# Barrel siphon



## fattox (14/2/17)

So as a few of us went into a barrel bulk-buy a bit over twelve months ago, there came a need recently where the beer needed to come out of the barrel and into kegs. Say hello to the Bulldog - a pressurised barrel siphon!

Parts list: 
1x 1/2in NPT 4way cross
2x 1/2x1/4in NPT reducing bush
1x 1/4x9/32 npt bulkhead
1x corny post with internals and o-rings 
1x stainless 3/8" siphon tube
1x beer engine keg outlet fitting (black one)
2x hose clamp
1x 2x triclover with 1/2" npt threaded end
1x 2" triclover clamp
1x bung, hole drilled out to ~14mm 
1x 2-5psi 1/4" NPT pressure relief valve
1x 1/2 x 3/8" compression fitting
1x 3/8" o-ring 

Build:

See photos. Thread seal everything with plumbers tape. If you're a silly bloke like me you accidentally got a BSP compression fitting instead of NPT, so go ahead and get a BSPP female to NPT male adapter in 1/2".

View attachment 95381

Finished part 

View attachment 95382


How it works: insert bung into barrel's bung hole, connect gas to inlet fitting. Gas flows in, pressurises barrel (apparently they can handle up to 15psi, I use a 5psi PRV to avoid this. 

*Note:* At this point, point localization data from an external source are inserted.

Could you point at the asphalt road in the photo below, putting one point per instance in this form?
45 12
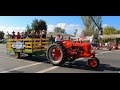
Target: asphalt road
110 63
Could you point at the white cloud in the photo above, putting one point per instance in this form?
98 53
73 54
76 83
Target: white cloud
11 29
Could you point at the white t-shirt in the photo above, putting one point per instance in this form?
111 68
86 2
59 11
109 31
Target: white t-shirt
57 39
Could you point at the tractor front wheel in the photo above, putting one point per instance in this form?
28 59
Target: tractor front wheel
56 54
93 63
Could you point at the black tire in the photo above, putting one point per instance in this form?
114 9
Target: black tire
17 55
30 55
62 58
71 59
95 60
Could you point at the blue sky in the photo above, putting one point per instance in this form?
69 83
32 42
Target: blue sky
67 22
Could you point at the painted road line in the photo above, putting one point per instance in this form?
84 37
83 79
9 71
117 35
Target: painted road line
55 67
20 67
103 52
48 69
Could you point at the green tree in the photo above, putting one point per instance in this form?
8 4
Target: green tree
59 30
29 29
39 25
109 30
2 35
118 31
90 24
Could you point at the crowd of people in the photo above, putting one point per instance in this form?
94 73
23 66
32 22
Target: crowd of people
32 34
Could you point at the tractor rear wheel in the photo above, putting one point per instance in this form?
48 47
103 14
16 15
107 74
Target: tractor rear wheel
93 63
17 55
56 54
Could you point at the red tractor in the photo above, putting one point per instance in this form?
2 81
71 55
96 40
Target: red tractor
66 50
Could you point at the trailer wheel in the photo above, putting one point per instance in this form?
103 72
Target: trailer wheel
93 63
56 54
17 55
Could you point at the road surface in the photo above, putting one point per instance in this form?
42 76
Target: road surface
110 63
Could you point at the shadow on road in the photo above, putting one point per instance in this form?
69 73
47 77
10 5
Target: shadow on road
83 65
36 58
77 64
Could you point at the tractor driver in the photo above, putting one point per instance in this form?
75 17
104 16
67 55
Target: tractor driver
57 38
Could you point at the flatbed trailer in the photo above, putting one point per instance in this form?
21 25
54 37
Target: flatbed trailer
30 46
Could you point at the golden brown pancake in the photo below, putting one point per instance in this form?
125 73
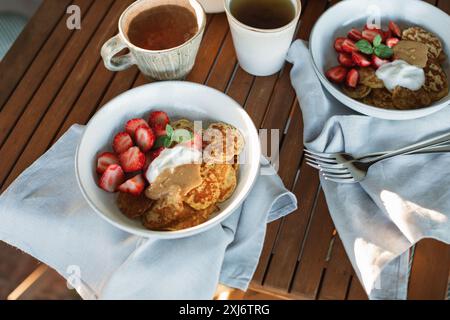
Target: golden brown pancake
368 78
221 143
227 177
132 206
413 52
382 98
405 99
425 37
207 193
194 218
436 83
359 92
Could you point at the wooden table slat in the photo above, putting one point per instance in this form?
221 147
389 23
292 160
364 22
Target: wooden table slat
338 274
430 271
53 88
37 73
18 59
70 90
309 271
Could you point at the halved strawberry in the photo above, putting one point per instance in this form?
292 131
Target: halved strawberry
392 42
352 78
338 44
133 124
159 130
150 156
104 160
349 46
360 59
158 118
345 59
378 62
134 186
145 138
122 142
355 34
112 178
337 74
370 35
132 160
395 29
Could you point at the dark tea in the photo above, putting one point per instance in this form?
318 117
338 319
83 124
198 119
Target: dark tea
162 27
263 14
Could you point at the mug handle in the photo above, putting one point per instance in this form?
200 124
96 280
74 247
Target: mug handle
112 47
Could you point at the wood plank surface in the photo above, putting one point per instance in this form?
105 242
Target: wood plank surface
18 59
49 79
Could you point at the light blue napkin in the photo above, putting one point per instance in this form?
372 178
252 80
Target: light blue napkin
402 200
44 214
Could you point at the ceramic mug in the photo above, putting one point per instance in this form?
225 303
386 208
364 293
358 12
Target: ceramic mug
170 64
262 52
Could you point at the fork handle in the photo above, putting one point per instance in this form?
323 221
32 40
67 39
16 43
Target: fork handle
414 147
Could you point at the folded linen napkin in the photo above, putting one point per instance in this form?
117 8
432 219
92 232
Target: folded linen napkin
44 214
401 201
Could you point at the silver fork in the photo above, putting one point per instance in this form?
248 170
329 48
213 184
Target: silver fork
344 168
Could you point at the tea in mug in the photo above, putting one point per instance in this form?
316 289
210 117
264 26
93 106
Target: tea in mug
263 14
163 27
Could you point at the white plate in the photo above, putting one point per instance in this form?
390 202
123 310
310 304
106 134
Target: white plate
340 18
179 100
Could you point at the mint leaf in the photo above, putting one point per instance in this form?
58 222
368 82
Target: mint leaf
169 131
384 51
377 41
364 46
162 141
182 135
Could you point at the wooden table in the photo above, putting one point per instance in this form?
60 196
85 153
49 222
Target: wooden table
53 77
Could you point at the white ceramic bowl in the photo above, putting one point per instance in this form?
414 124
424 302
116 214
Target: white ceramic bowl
340 18
179 100
212 6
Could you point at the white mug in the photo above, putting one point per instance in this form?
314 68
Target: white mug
170 64
262 52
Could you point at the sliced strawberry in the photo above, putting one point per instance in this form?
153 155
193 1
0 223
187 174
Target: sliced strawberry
378 62
352 78
112 178
159 130
104 160
370 35
145 138
395 29
133 124
122 142
134 186
337 74
338 44
349 46
132 160
345 60
355 34
360 60
392 42
158 118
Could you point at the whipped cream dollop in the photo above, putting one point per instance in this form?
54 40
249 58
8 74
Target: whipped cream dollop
172 158
400 73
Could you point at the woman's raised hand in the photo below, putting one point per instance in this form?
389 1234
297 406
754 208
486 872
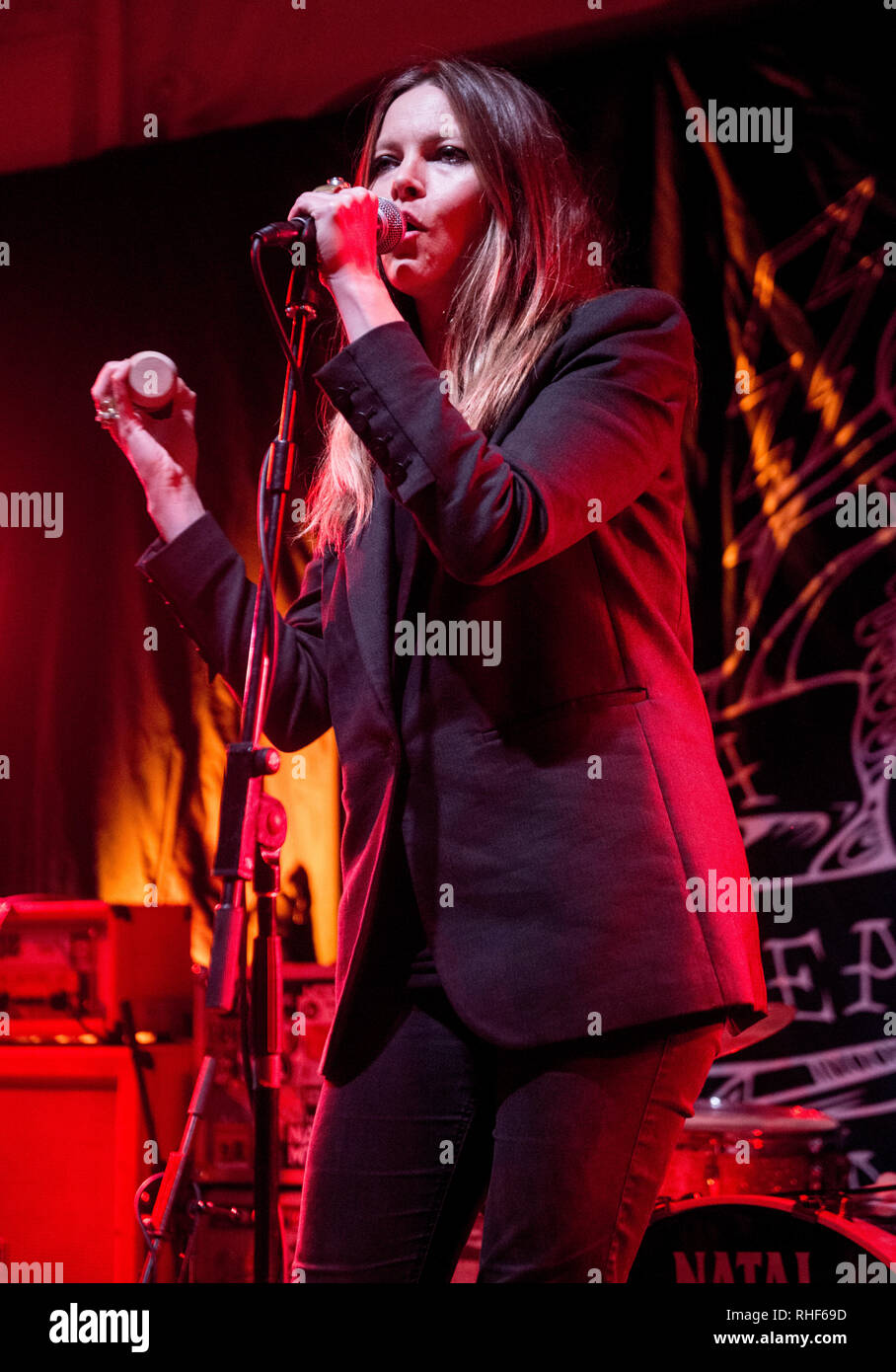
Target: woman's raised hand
162 452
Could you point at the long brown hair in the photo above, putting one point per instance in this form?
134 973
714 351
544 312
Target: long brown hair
544 250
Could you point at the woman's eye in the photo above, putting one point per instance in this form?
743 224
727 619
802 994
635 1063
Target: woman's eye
454 155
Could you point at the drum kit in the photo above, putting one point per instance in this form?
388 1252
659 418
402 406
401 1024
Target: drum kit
758 1193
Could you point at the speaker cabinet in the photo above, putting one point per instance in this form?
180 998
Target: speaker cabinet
72 1153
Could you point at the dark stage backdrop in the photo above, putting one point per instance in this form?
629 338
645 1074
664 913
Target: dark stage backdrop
115 752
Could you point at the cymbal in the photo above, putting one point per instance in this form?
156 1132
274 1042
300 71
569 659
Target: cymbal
779 1019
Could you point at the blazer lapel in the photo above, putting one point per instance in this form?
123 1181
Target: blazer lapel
368 589
369 570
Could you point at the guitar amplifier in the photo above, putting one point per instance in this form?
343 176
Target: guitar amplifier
67 964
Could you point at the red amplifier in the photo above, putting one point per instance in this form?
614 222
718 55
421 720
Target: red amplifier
67 964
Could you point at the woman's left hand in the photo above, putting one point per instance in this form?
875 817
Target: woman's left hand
344 225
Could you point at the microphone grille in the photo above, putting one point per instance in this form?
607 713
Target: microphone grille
390 227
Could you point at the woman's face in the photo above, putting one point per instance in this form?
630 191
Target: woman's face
420 162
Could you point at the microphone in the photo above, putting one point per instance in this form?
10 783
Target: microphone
390 228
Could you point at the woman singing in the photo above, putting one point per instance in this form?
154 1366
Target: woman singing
495 625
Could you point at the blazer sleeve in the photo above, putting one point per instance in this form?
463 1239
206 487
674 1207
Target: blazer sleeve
202 576
607 422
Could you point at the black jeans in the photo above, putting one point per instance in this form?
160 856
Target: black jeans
566 1144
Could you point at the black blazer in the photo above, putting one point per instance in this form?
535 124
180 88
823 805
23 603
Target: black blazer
554 804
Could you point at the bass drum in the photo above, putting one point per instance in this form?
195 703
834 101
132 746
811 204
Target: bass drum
761 1241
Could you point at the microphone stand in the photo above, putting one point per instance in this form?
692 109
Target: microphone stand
252 823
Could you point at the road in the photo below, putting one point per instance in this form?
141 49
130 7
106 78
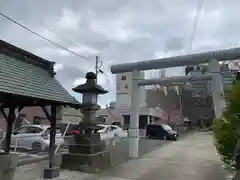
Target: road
192 157
119 152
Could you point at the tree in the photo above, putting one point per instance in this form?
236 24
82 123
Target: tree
227 128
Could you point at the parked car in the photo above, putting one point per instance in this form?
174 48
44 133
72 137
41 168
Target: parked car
161 131
111 131
34 137
72 129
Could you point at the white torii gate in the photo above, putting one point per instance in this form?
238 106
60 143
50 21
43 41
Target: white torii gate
212 58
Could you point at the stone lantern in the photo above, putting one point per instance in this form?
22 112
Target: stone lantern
90 91
86 152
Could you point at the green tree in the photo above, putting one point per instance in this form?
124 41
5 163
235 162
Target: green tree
227 128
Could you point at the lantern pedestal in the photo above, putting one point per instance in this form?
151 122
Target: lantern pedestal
88 153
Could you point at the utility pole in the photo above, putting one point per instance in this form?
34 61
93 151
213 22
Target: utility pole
96 67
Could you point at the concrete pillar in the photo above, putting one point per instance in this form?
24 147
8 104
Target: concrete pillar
217 88
134 118
148 119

Connect keg to keg fitting, sanitise everything, leave lid on top sanitised to allow opening/level checking and siphon!


----------



## fattox (14/2/17)




----------



## bradsbrew (14/2/17)

Kind of beats my idea

drill two holes in a bung, slightly smaller than beer/gas line

place bung in cup of boiled water

push lines through bung whilst hot


----------



## fattox (14/2/17)

This was where I got the idea from, I used a freight forwarding service to get all the hard to find parts into one package (along with some oak spirals)

http://www.milkthefunk.com/wiki/Eccentric_Beekeeper_Bulldog


----------



## sp0rk (14/2/17)

Looks very similar to this piece of gear, only without the spray head (and no doubt much cheaper)
http://www.norcalbrewingsolutions.com/store/Sanke-Keg-Cross-Fermenter-Kit.html


----------



## fattox (15/2/17)

If you convert that to AUD the price difference wouldn't be that much, the pressure relief valve was the most expensive part. I think it ran me $40, the rest of the gear maybe $50-60. Most of the damage was in shipping but if I had my time again I would get everything that came from the US into one package at the freight forwarding company.


----------



## bradsbrew (18/2/17)

Just about to give my dodgy version a go.


----------